In "The Rove Problem" (Time; 7-25-05), Nancy Gibbs noted, "The tensions between the White House and CIA had been rising steadily in the months before the Iraq invasion, as CIA analysts complained about evidence being distorted or ignored and the White House pushed back with complaints about the quality of intel they were getting. 'I know the analyst who was subjected to withering questioning on the Iraq-al-Qaeda links by Libby with Vice President Cheney sitting there,' says a CIA analyst."
The tensions between the OVP and CIA were obviously at risk of boiling over. The CIA analyst told Gibbs that Wilson's op-ed played into "the Administration (being) pissed at the CIA." Again, we see shades of that old Nixon paranoia. If Cheney believed that Wilson's trip was not "legitimate," but was "in effect a junket set up" by Plame, it seems worth considering the possibility that Cheney was involved in the plan to leak more than a NIE.
{5} Conclusion
In one of my favorite books, "We Talk, You Listen," Vine Deloria, Jr. writes, "The New Left has tried to create a sense of revolution by shouting slogans and marching up and down the streets. But when the hated establishment is left secure in its citadel, certain that it cannot be dislodged, then it has very little reason to pay attention to them and maintains the power to suppress them. The New Left should use the system to create uncertainty in the minds of Congressmen it dislikes so that all would tend to change lest lightening strike them in their next election. ...There has never been a ystem yet that would not gladly sacrifice one of its own for a moment's peace, no matter how brief. If the system is to be changed, then those who would change it should pinpoint its weak spot, its blockage points, and place aqll pressure on that one point until the blockage is cleared." (pages 65-66)
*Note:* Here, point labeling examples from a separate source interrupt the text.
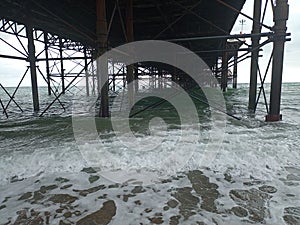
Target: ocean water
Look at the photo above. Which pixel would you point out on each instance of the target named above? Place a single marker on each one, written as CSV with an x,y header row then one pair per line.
x,y
252,177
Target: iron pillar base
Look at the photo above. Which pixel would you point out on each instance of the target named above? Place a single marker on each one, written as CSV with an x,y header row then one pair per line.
x,y
273,118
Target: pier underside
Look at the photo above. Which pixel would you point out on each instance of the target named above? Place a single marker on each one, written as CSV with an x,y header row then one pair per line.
x,y
80,31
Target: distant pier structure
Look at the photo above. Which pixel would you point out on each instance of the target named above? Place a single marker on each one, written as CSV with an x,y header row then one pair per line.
x,y
61,39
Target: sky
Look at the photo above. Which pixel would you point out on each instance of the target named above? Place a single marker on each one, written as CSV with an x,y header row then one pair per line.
x,y
11,71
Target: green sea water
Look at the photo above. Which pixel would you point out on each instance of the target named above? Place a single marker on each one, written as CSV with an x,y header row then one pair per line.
x,y
254,176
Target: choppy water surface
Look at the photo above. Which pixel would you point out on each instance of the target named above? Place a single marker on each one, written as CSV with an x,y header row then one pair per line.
x,y
254,178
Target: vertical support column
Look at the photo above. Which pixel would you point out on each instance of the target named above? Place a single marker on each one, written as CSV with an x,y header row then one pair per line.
x,y
113,76
254,57
46,41
136,77
32,62
235,61
101,31
159,76
281,15
224,78
62,70
87,83
130,38
217,67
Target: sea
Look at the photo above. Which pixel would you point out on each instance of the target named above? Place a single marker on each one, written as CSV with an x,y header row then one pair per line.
x,y
53,171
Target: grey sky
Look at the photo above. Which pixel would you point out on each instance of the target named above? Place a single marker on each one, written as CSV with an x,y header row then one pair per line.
x,y
12,70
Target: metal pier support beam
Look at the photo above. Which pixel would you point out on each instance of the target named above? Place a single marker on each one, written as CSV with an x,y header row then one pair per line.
x,y
281,14
62,70
32,62
136,77
224,78
235,62
130,38
256,29
47,62
87,84
101,48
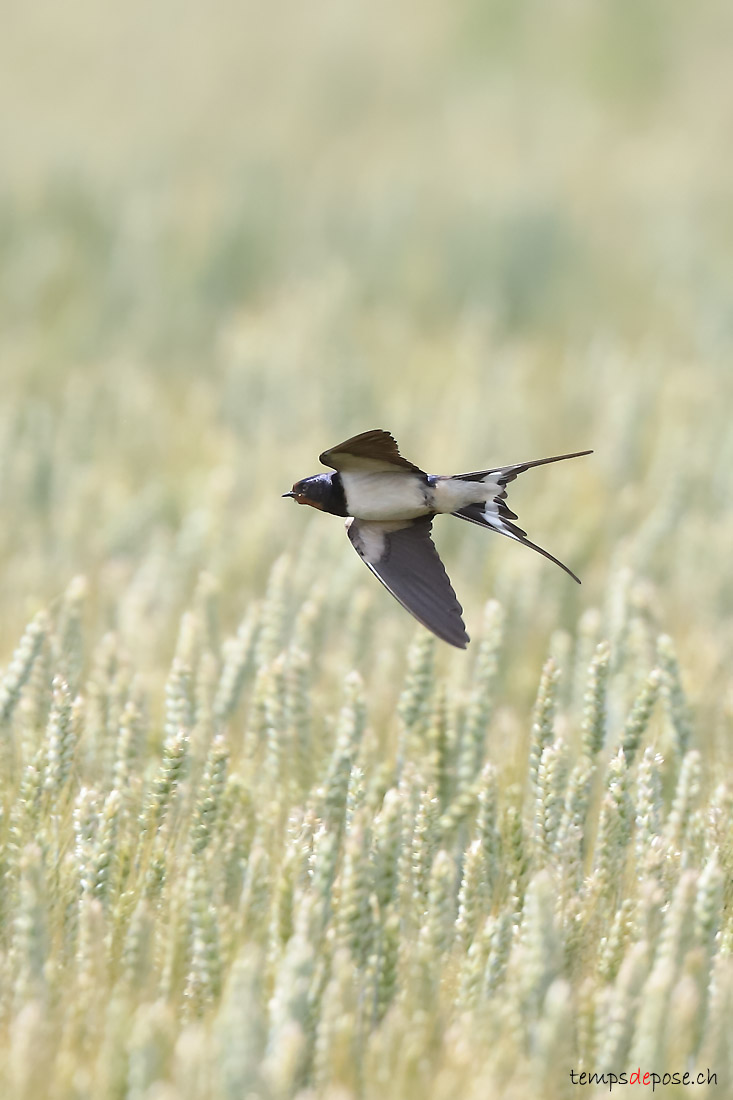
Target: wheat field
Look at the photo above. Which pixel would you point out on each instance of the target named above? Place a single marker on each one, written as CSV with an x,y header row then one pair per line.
x,y
261,836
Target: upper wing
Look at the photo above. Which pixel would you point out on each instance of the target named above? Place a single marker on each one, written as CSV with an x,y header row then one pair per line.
x,y
402,554
372,450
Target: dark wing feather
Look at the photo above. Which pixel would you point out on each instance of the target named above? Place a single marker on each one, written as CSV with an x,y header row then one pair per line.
x,y
405,560
372,450
505,474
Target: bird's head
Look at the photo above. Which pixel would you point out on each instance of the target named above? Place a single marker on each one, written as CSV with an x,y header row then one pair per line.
x,y
314,491
321,491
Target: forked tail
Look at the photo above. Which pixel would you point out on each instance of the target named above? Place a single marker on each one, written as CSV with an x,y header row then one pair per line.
x,y
494,513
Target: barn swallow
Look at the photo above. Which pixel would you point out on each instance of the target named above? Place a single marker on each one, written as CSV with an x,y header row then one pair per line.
x,y
391,504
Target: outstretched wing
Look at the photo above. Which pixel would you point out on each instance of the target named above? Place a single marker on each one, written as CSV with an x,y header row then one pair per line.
x,y
375,451
403,557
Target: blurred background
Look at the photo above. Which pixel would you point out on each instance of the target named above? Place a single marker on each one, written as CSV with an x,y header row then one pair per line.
x,y
233,234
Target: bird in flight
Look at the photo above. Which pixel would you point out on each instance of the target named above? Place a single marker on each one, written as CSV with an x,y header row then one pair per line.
x,y
391,504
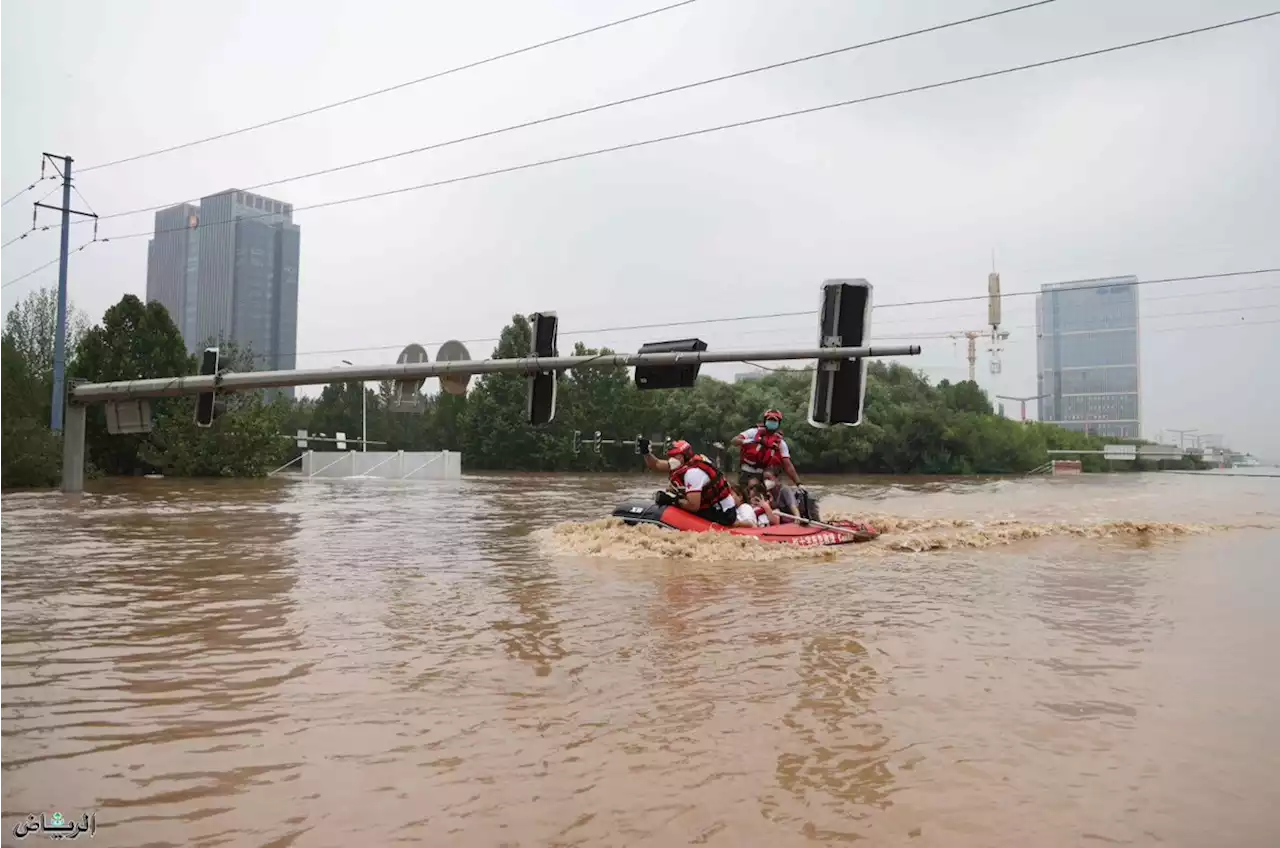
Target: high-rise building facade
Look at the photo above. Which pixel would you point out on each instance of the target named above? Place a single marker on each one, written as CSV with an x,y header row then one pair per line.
x,y
1087,356
236,276
173,261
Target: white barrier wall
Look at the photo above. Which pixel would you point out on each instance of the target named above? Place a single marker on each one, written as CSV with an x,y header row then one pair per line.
x,y
388,465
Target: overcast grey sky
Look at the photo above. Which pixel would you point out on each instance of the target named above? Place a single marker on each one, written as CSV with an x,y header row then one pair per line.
x,y
1155,162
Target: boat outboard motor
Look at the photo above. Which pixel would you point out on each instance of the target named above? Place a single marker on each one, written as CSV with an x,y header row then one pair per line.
x,y
808,505
639,511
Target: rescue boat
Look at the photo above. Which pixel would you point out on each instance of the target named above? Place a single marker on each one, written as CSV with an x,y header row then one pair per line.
x,y
673,518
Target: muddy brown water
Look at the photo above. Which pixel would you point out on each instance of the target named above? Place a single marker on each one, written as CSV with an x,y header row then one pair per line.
x,y
1019,662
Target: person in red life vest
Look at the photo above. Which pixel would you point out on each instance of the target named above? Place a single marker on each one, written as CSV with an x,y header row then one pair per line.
x,y
696,486
753,509
763,447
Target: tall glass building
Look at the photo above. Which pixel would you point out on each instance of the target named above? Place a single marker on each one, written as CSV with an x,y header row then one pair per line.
x,y
229,270
173,261
1088,356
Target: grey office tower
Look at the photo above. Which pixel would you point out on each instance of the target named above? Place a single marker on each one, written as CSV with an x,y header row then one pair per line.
x,y
1088,356
240,281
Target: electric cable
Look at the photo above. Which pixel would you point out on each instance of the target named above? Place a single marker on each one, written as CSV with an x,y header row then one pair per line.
x,y
813,311
736,124
389,89
611,104
22,191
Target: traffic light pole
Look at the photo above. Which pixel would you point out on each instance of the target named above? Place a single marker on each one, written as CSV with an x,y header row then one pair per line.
x,y
124,391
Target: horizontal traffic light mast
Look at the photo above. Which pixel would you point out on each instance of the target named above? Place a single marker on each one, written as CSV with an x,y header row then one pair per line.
x,y
837,393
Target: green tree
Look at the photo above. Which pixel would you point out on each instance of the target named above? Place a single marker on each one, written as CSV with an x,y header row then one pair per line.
x,y
30,452
135,341
31,327
246,438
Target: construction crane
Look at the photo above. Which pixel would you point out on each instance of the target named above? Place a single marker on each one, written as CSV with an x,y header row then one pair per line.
x,y
995,336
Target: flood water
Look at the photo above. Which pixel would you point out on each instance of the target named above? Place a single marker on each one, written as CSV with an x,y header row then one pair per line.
x,y
1066,661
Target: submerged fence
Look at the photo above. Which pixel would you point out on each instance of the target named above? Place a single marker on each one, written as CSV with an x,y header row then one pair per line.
x,y
387,465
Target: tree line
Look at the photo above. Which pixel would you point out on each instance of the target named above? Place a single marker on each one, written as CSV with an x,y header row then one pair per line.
x,y
909,427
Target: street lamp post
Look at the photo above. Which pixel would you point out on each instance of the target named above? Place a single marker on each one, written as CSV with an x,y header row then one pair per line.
x,y
364,416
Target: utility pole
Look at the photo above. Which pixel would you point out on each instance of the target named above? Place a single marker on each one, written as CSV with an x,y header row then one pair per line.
x,y
60,336
1033,397
364,415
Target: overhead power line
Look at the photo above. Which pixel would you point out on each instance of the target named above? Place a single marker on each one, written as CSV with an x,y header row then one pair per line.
x,y
389,89
736,124
1146,332
51,261
611,104
22,191
813,311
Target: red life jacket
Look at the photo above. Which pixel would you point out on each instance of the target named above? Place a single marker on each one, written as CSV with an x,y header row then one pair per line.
x,y
717,487
766,451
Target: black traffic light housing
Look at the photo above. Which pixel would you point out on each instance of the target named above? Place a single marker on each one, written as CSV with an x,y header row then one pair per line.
x,y
205,401
542,386
670,375
840,386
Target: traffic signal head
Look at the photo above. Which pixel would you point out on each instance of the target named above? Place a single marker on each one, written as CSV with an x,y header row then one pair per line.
x,y
205,407
840,386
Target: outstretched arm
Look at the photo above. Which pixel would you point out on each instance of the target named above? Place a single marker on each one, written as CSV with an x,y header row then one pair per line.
x,y
650,461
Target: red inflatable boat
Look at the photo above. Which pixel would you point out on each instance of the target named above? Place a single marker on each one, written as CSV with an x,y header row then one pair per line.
x,y
787,533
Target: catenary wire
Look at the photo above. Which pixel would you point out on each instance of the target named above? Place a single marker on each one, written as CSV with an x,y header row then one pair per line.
x,y
389,89
611,104
22,191
51,261
736,124
813,311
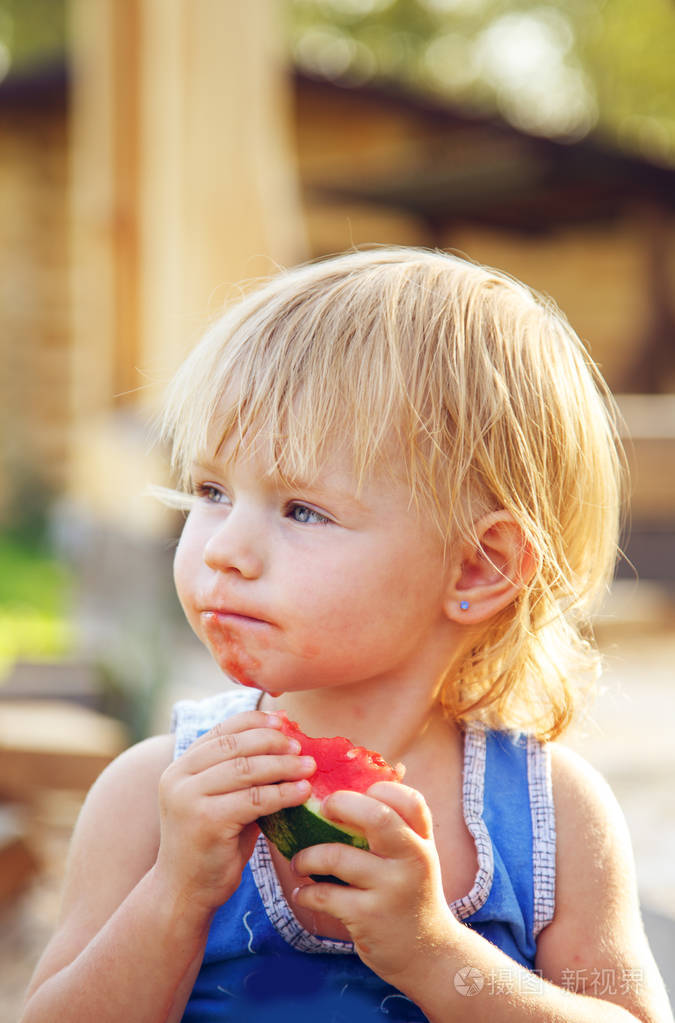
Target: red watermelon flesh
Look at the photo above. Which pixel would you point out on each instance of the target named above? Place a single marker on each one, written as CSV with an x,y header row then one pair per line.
x,y
340,764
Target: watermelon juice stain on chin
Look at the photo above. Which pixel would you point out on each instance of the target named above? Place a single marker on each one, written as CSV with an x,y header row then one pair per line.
x,y
228,650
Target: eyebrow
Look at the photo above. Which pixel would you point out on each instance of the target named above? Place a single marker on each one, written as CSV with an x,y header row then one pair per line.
x,y
208,464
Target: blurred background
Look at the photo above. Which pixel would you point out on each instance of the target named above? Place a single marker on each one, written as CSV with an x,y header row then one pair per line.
x,y
156,153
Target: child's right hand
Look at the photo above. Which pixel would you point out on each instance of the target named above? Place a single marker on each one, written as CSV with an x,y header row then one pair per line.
x,y
211,797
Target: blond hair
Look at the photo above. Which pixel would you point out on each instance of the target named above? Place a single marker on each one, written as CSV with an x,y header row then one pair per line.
x,y
495,403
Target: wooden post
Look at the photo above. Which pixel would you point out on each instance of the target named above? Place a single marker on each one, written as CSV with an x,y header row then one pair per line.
x,y
183,184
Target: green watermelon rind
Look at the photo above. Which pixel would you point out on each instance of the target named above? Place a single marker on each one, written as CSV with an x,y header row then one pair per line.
x,y
296,828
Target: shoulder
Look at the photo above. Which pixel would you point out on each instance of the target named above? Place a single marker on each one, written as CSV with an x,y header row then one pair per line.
x,y
594,854
596,930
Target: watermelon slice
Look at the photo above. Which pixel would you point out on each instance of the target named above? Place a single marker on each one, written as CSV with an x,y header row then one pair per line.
x,y
340,764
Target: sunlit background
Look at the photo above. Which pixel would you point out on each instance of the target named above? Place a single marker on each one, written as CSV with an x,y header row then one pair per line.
x,y
154,154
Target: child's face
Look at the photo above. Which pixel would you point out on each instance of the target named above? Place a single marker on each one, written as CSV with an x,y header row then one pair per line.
x,y
304,586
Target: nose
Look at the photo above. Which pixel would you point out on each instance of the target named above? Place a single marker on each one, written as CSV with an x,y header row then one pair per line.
x,y
236,545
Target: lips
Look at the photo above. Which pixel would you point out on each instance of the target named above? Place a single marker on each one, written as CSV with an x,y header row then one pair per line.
x,y
228,616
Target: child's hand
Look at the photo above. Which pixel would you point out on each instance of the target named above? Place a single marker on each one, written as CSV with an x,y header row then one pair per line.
x,y
395,905
211,797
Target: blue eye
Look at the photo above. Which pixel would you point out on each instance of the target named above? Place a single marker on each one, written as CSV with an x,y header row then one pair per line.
x,y
306,515
210,493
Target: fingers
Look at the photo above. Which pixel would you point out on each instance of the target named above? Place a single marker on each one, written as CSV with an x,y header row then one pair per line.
x,y
390,814
243,756
244,735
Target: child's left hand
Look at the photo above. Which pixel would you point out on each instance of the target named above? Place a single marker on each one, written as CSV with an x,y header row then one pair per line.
x,y
395,904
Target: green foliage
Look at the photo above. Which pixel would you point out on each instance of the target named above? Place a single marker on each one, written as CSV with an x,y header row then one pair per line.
x,y
33,31
600,63
34,602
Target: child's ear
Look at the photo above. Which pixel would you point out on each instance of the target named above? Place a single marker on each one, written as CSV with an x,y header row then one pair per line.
x,y
491,571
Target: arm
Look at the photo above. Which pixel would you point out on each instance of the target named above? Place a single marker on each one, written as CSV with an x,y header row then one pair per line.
x,y
160,845
402,928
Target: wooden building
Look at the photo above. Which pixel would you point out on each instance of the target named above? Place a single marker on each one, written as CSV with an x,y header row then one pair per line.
x,y
178,154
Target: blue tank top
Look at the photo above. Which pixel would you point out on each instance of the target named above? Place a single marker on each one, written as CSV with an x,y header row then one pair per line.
x,y
260,965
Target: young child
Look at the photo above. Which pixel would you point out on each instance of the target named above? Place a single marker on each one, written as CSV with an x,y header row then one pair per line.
x,y
403,480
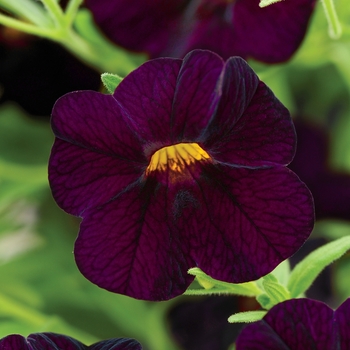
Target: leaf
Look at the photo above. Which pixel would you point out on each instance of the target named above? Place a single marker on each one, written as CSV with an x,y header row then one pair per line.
x,y
310,267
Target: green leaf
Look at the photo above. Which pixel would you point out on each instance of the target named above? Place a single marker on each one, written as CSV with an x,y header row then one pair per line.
x,y
111,81
310,267
247,317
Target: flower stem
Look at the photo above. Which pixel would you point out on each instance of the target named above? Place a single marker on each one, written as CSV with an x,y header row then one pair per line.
x,y
335,29
26,28
71,10
55,12
30,10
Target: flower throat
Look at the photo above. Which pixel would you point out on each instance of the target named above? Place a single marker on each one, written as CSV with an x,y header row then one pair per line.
x,y
177,158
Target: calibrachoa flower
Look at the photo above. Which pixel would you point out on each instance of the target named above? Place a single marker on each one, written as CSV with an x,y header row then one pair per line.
x,y
299,324
52,341
330,189
182,166
228,27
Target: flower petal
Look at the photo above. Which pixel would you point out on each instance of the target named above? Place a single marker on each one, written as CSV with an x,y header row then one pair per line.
x,y
195,95
116,344
249,221
146,99
94,121
128,246
293,324
271,34
92,160
139,25
14,342
52,341
251,127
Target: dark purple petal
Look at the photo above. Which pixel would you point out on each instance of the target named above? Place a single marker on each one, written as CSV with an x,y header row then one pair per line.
x,y
92,120
116,344
330,189
137,24
173,28
195,95
236,89
146,99
249,221
52,341
251,127
14,342
270,34
294,324
342,317
95,156
128,246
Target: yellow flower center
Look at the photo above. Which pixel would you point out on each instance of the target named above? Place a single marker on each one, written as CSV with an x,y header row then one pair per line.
x,y
177,158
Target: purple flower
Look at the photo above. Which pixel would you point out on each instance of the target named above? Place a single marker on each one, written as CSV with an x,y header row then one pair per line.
x,y
330,188
299,324
52,341
183,166
229,28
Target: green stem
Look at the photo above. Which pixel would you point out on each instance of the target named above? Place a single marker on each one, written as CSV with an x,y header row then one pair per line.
x,y
30,10
335,29
55,12
27,28
71,11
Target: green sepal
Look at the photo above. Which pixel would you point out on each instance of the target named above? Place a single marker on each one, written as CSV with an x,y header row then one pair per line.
x,y
111,81
276,291
247,317
265,301
213,286
306,271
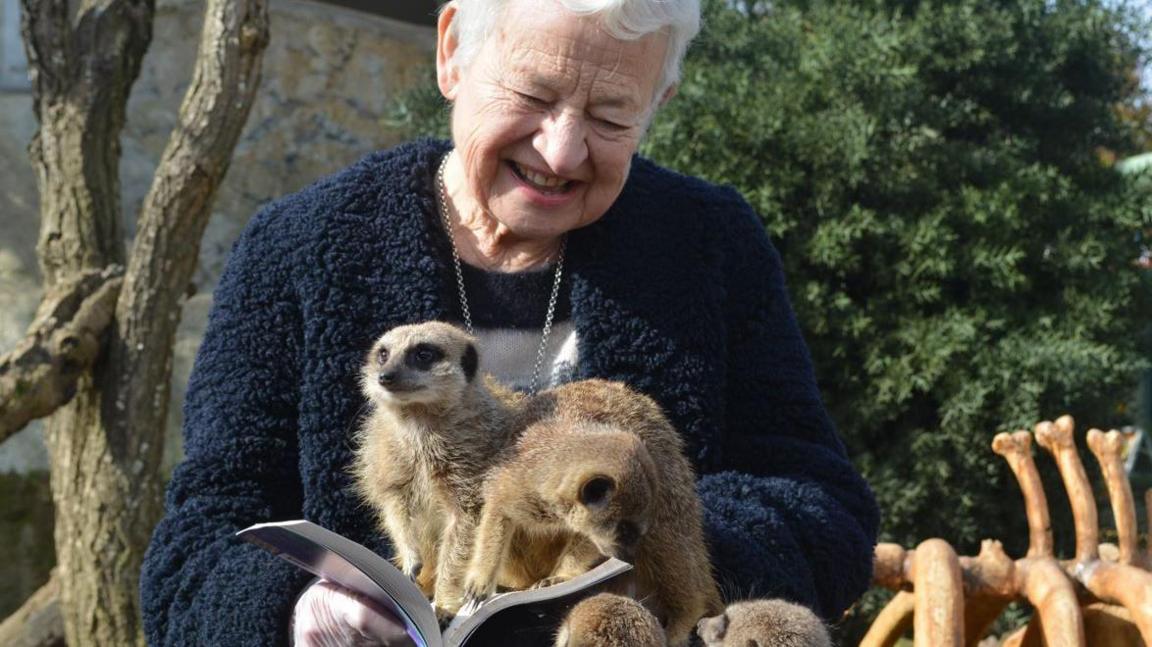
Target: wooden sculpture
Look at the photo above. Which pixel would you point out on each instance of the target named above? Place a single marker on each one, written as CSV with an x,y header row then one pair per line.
x,y
1103,596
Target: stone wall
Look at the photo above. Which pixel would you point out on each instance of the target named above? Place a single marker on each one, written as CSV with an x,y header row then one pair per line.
x,y
330,76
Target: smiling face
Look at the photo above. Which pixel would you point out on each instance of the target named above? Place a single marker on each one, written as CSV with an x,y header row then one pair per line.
x,y
546,118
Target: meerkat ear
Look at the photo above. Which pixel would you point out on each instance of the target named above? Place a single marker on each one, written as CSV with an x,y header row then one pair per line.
x,y
597,491
469,362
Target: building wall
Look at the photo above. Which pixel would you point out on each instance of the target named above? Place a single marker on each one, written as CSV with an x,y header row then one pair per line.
x,y
330,76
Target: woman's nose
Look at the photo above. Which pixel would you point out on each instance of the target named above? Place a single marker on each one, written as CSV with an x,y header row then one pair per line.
x,y
561,142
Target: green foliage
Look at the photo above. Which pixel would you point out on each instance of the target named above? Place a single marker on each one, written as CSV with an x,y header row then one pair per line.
x,y
961,260
960,251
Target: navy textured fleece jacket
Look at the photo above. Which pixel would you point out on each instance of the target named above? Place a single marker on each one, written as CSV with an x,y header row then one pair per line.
x,y
676,291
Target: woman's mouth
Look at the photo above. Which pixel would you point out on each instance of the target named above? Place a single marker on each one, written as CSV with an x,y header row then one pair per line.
x,y
542,182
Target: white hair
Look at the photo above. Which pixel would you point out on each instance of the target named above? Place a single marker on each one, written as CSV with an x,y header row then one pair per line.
x,y
627,20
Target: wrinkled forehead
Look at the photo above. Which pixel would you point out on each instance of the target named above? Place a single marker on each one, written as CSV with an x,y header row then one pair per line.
x,y
546,45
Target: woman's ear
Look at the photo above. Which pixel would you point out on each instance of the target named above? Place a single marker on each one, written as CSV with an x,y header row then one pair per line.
x,y
447,68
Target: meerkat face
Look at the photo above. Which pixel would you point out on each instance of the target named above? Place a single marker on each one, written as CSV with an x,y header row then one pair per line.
x,y
430,363
612,518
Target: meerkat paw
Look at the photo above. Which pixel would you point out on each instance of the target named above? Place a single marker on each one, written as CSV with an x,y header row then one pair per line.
x,y
768,623
477,591
550,581
471,604
414,571
444,615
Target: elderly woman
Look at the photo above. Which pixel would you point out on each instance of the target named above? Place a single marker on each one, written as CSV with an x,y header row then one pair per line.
x,y
570,258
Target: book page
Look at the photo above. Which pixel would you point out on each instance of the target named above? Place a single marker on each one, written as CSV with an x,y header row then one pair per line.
x,y
342,561
530,613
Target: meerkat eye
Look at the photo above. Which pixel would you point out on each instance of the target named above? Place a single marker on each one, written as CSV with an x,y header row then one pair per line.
x,y
423,356
628,533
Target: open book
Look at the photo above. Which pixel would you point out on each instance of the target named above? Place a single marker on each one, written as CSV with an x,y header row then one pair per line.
x,y
498,621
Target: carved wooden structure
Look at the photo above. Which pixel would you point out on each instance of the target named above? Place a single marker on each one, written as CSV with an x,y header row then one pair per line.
x,y
1103,596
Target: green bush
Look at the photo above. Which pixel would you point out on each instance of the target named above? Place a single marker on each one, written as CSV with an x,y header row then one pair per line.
x,y
960,251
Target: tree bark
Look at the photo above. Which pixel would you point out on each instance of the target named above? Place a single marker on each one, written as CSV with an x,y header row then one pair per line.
x,y
61,344
106,444
37,623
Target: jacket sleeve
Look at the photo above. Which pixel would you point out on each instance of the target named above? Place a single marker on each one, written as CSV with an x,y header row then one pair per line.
x,y
199,585
787,515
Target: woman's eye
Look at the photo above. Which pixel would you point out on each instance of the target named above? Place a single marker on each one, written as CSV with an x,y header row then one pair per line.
x,y
531,99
Legally, we can trust Mr. Fitzgerald to address the issues involving the crimes of Libby and Rove, and perhaps even VP Cheney. But politically, we have a wonderful opportunity. It is being reported that the President left the leaking of the NIE up to VP Cheney. The Office of the President is surely attempting to distance Bush from Cheney on this. Dick Cheney is the administration's weak spot, and the blockage point that we should be putting public pressure on right now.
Cheney is more unpopular than Spiro Agnew. While republicans will fight any immediate effort to punish Bush formally for his scandals, they will sacrifice Cheney. In my conversations with aides to moderate democratic congressmen, there is far more interest in going after Cheney this summer, than attacking Bush. I am not for a second excusing Bush, or attempting to suggest that democrats let him off. But there are many advantages to flushing Cheney out of the system first .... much as there was in flushing Agnew in the Watergate days.